DESCRIPTION OF OTHER EMBODIMENTS In the vacuum chuck used in the above-described embodiments, vacuum suction was performed from the convex portion of the chuck, but it is of course possible to perform vacuum suction from the concave portion.

Although there is one handler for lifting the substrate in the above embodiment, it is not necessary to use one handler, and a plurality of handlers may be used.

In the above-described embodiment, the stage is moved after lifting the substrate, but this is to move the vacuum chuck, and it is not necessarily necessary to move the stage. Further, at this time, the substrate may be moved instead of the vacuum chuck.

Furthermore, in the above description, the present invention has been explained in correspondence with a substrate exposure process. However, the present invention
For example, the present invention can be applied to other processing steps such as substrate polishing and etching steps that require fixing of the substrate, and is not intended to limit the scope of the present invention.

Although the present invention has been described above with reference to examples, the present invention can be modified in various ways according to the spirit of the present invention, and these are not excluded from the present invention.

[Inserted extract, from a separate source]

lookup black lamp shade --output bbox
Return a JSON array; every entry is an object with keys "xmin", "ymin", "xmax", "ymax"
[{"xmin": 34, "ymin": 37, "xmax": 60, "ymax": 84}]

[Effects of the Invention] As explained above, according to the present invention, there is an effect that accurate pattern transfer is always possible.

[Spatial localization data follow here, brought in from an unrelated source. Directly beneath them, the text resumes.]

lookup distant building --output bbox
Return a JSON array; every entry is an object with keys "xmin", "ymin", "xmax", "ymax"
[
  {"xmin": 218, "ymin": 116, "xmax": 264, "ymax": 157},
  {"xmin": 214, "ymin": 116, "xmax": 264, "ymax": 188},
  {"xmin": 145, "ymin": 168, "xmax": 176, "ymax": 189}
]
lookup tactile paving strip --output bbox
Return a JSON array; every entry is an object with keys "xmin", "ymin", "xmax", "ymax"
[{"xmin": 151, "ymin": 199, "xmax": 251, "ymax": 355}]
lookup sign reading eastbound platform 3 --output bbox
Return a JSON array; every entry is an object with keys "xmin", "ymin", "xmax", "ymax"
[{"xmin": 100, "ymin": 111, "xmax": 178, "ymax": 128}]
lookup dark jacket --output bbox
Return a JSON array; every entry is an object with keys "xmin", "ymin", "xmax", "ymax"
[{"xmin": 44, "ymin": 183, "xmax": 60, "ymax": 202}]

Therefore, day focus does not occur during pattern transfer, and there is no need to redo pattern transfer, which greatly contributes to improving the productivity of related semiconductor devices.

[Brief explanation of drawings]

FIG. 1 is an explanatory diagram showing an example of the present invention in the order of steps, FIG. 2 is an explanatory diagram showing an example of substrate flatness measurement according to the present invention, and FIG. 3 is an explanatory diagram showing the principle of a focus sensor. ■ In the figure, 1゜2゜3゜4゜5゜10゜11゜13゜1. Substrate 1 0. Stage 1 9. Vacuum chuck 1 0. Foreign object 1 3. Handler 1 70 position sensor, 12, mirror, 13a, substrate surface. 3 10th place Sasa ＼ 130 Second unilateral part of the substrate surface focus sensor [Explanatory diagram] Diagram

Claims (1)

[Claims] The method includes the steps of suctioning a substrate (1) to a predetermined position on a vacuum chuck (3) having an uneven suction surface, and measuring the flatness of the surface of the substrate (1). As a result of the measurement, the substrate (1) in which a non-flat portion was present is removed from the vacuum chuck (3), and the substrate (1) is returned to a position different from the predetermined position on the vacuum chuck (3). A method for manufacturing a semiconductor device characterized by adsorption.